Besini üretirken, yiyecek hale getirirken, depolarken, dağıtırken ve tüketime servis edilirken kaliteye önem verilir, gerekli koşullar yerine getirilir, temizliğe özen gösterilse; bakterilerin besine buluşmasının, onun üzerinde üreyip çoğalmasının ve beslenme sonrası bedene girip besin zehirlenmesine yol açmasının önüne geçmek için atılması gereken, zorunlu ama yeterli olmayan ilk adımdır. İkinci adım ise bu işle uğraşan insanların sağlıklı olması, hastalık yapıcı mikroplar için taşıyıcı olmamaları ve bunun yanı sıra kişisel temizliklerine önem vermeleridir. Üçüncü adım olarak hazırlanan besinin tüketime kadar bakterilerin çoğalamayacağı soğuk ortamlarda korunmasını sayabiliriz.

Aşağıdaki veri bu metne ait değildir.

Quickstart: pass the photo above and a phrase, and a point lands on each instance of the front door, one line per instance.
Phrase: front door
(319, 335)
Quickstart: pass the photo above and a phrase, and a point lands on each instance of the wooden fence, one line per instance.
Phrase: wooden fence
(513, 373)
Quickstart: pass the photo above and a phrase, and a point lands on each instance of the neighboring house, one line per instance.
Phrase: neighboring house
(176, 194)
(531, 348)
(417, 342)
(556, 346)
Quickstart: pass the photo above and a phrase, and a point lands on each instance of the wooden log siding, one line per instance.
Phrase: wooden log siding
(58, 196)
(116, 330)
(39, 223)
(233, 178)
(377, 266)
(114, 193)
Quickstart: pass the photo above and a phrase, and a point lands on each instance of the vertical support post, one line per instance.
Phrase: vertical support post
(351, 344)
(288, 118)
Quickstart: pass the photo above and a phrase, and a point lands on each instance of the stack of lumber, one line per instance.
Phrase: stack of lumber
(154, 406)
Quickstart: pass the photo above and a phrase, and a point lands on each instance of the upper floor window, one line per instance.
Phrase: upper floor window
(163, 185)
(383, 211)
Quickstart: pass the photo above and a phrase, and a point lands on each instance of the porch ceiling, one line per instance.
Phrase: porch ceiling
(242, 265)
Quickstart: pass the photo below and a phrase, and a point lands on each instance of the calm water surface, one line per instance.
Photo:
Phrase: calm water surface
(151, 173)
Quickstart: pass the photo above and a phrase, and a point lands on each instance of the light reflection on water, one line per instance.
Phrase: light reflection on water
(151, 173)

Yaygınlaşan hazır gıda sektörü, yemek fabrikaları, dışarıda yeme alışkanlıkları insanları besin vasıtasıyla zehirlenmelere açık hale getirmektedir. Kişisel ve kurumsal önlemler yanında, bunların nasıl yapılacağına dair çıkarılan gıda kontrol yönetmeliklerinin eksiksiz uygulanması, güncelleştirilmesi ve de ciddi bir şekilde uygulandığını denetlenmesi besin vasıtasıyla zehirlenmeyi en alt düzeye indirecek, insanlar acı çekmez, yaşamını kaybetmezken, ekonomik zararların da önünü geçilmiş olacaktır.